Faciliter le quotidien des fournisseurs, voilà ce qui a décidé l'Ugap à se doter de la solution Certicorps. 90 % d'entre eux s'y connectent aujourd'hui. Et si certains doivent encore se familiariser à l'outil, près de 65 % des dossiers sont réputés complets. «Simplifier leurs démarches contribue à la performance économique et participe à des gains à l'achat. Même si ces derniers sont difficilement mesurables, ils sont voués à s'amplifier à mesure que l'usage de ces solutions se généralisera au sein des acteurs publics.» D'ici peu, l'Ugap souhaite élargir son champ d'utilisation du service Certicorps. «Nous réalisons manuellement des statistiques que nous pourrions obtenir, en temps réel et en quelques clics, depuis la plateforme.»

Ugap

ACTIVITE
Centrale d'achat public (EPIC)


MONTANT DE COMMANDES ENREGISTREES 2010
1 574 000 euros


EFFECTIF TOTAL
980 collaborateurs


EFFECTIF ACHATS
110 personnes

Assainir les familles d'achat «warning»

D'après les données de la direction générale du travail, en 2008, près de 5,6 % des infractions pour travail au noir concernait le secteur des services aux entreprises, principalement sur des catégories d'achats à main-d'oeuvre peu qualifiée, comme les prestations de ménage et de gardiennage. «Pour ces familles d'achats, nous nous entourons des services de trois entreprises au maximum, pour couvrir nos besoins nationaux», précise Arnaud de Varine-Bohan (Swiss Life). Sélectionner un nombre limité de prestataires sur le marché de la sécurité privée, en se basant sur les compétences des sociétés à manager et à assurer le suivi administratif de leurs ressources humaines, fait partie intégrante de la stratégie de réduction des risques de la SNCF. «Notre position clairement affichée est une sous-traitance zéro sur nos chantiers», rapporte Vincent Laffont, chef du département Gares et patrimoines à la direction des achats SNCF. Dans ces secteurs, les acheteurs doivent être très attentifs aux prix et plus particulièrement aux tarifs anormalement bas. «Dans ces métiers à faible marge, faire du dumping sur les prix incite au travail illégal», met en garde Stéphane Choquet, directeur du Syndicat national des transports légers (SNTL). Lors de sa signature avec la SNCF, en février 2010, d'une charte de bonnes pratiques pour des achats performants et socialement responsables, le Syndicat national des entreprises de sécurité (SNES) avait massivement communiqué sur le coût de revient horaire d'un agent de sécurité, alors estimé à 16 euros.

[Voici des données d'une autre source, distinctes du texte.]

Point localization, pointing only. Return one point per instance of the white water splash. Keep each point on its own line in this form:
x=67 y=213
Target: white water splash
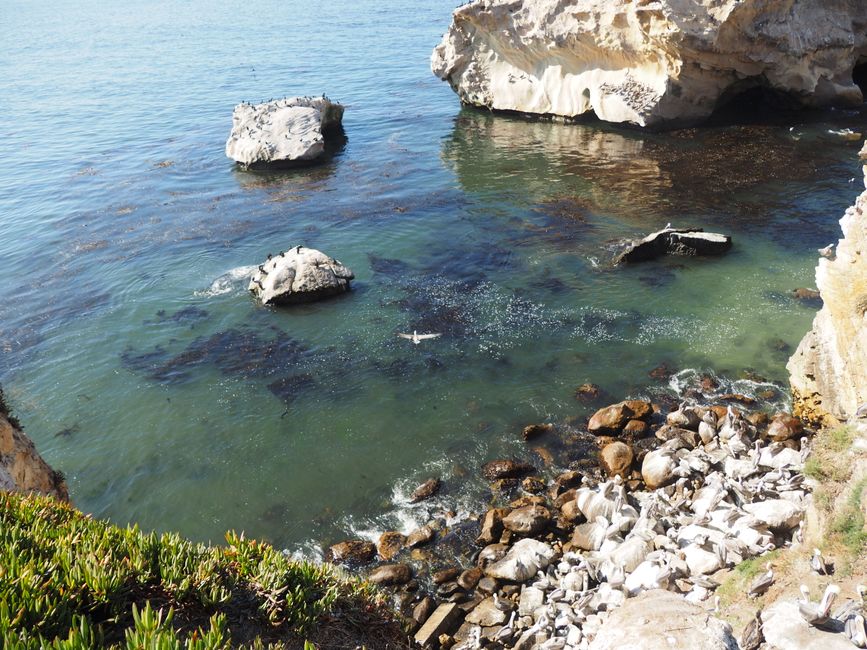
x=234 y=280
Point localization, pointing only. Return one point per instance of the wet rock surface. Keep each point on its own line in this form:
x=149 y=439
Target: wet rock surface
x=299 y=274
x=607 y=557
x=671 y=241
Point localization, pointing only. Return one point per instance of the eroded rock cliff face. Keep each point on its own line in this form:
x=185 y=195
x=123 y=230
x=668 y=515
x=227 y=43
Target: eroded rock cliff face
x=650 y=62
x=22 y=469
x=829 y=369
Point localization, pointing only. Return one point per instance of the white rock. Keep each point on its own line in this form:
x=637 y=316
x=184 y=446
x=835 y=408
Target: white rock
x=648 y=63
x=776 y=513
x=649 y=620
x=299 y=275
x=522 y=561
x=657 y=468
x=284 y=130
x=785 y=629
x=701 y=561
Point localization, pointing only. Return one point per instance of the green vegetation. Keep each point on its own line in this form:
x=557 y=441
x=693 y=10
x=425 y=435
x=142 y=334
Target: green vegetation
x=738 y=582
x=848 y=522
x=69 y=581
x=825 y=461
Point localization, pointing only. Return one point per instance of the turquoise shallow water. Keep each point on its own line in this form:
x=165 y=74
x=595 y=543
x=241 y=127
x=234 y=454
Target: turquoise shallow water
x=143 y=370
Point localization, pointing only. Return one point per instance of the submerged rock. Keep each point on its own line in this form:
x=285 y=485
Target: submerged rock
x=22 y=469
x=670 y=241
x=282 y=131
x=299 y=275
x=649 y=63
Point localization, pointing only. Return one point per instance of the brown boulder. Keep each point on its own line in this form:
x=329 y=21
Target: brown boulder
x=470 y=578
x=444 y=575
x=610 y=420
x=426 y=490
x=391 y=574
x=533 y=485
x=528 y=520
x=390 y=544
x=504 y=468
x=785 y=427
x=420 y=536
x=616 y=459
x=354 y=551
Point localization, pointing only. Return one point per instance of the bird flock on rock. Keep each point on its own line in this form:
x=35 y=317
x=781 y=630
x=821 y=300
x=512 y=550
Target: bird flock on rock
x=732 y=493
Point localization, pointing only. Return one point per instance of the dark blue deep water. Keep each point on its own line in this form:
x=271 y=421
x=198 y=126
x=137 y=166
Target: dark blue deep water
x=135 y=358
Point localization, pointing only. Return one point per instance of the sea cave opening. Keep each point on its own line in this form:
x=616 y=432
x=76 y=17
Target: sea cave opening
x=753 y=101
x=859 y=76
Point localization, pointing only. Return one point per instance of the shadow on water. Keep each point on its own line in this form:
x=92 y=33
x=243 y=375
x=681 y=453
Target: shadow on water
x=739 y=175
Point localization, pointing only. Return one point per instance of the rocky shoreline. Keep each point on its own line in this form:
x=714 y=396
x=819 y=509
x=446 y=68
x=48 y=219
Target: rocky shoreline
x=678 y=499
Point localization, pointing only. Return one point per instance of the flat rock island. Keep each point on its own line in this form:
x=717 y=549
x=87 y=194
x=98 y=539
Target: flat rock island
x=283 y=131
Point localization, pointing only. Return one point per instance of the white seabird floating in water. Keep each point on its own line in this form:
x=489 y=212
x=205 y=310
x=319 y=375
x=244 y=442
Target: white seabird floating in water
x=417 y=338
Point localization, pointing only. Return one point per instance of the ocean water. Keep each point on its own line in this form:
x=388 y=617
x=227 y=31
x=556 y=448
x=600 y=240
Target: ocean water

Actuellement, le syndicat national des entreprises de sécurité réfléchit à l'élaboration de chartes similaires notamment avec l'Etat. Autre avancée dans ce domaine, les donneurs d'ordres devront s'acquitter, dès le 1er janvier 2012, de la taxe additionnelle de 0,5 % sur leurs achats de sécurité privée pour financer le Conseil national des activités privées de sécurité (CNAPS). «En contrepartie, ils auront la garantie que des contrôles seront exercés plus régulièrement», annonce Michel Ferrero (SNES). Sécuriser leur profession, un combat également mené par les sociétés de coursiers mises à mal par les pratiques plus que douteuses de concurrents déloyaux. Une situation qui contraint les donneurs d'ordres à être vigilants lors du choix de leur prestataire. «Il est vivement conseillé de se rendre sur le site Developpement-durable.gouv.fr pour s'assurer qu'il est bien répertorié sur la liste des entreprises inscrites aux registres marchandises, voyageurs et commissionnaires. Il faut ensuite vérifier son code NAF et éventuellement jeter un oeil à son bilan pour voir s' il coïncide avec le nombre de licences détenues», conseille Stéphane Choquet (SNTL). Autant de précautions pour, en résumé, acheter responsable.

Stéphane Lebarbier, Segula Technologies

«Les contrats-cadres répondent à des objectifs financiers et, par ricochet, consolident nos enjeux en matière de responsabilité sociale des entreprises.»

Coline Pont, Bouygues Telecom

Coline Pont, Bouygues Telecom

Témoignage: «Avec la solution dématérialisée, les échanges sont simplifiés »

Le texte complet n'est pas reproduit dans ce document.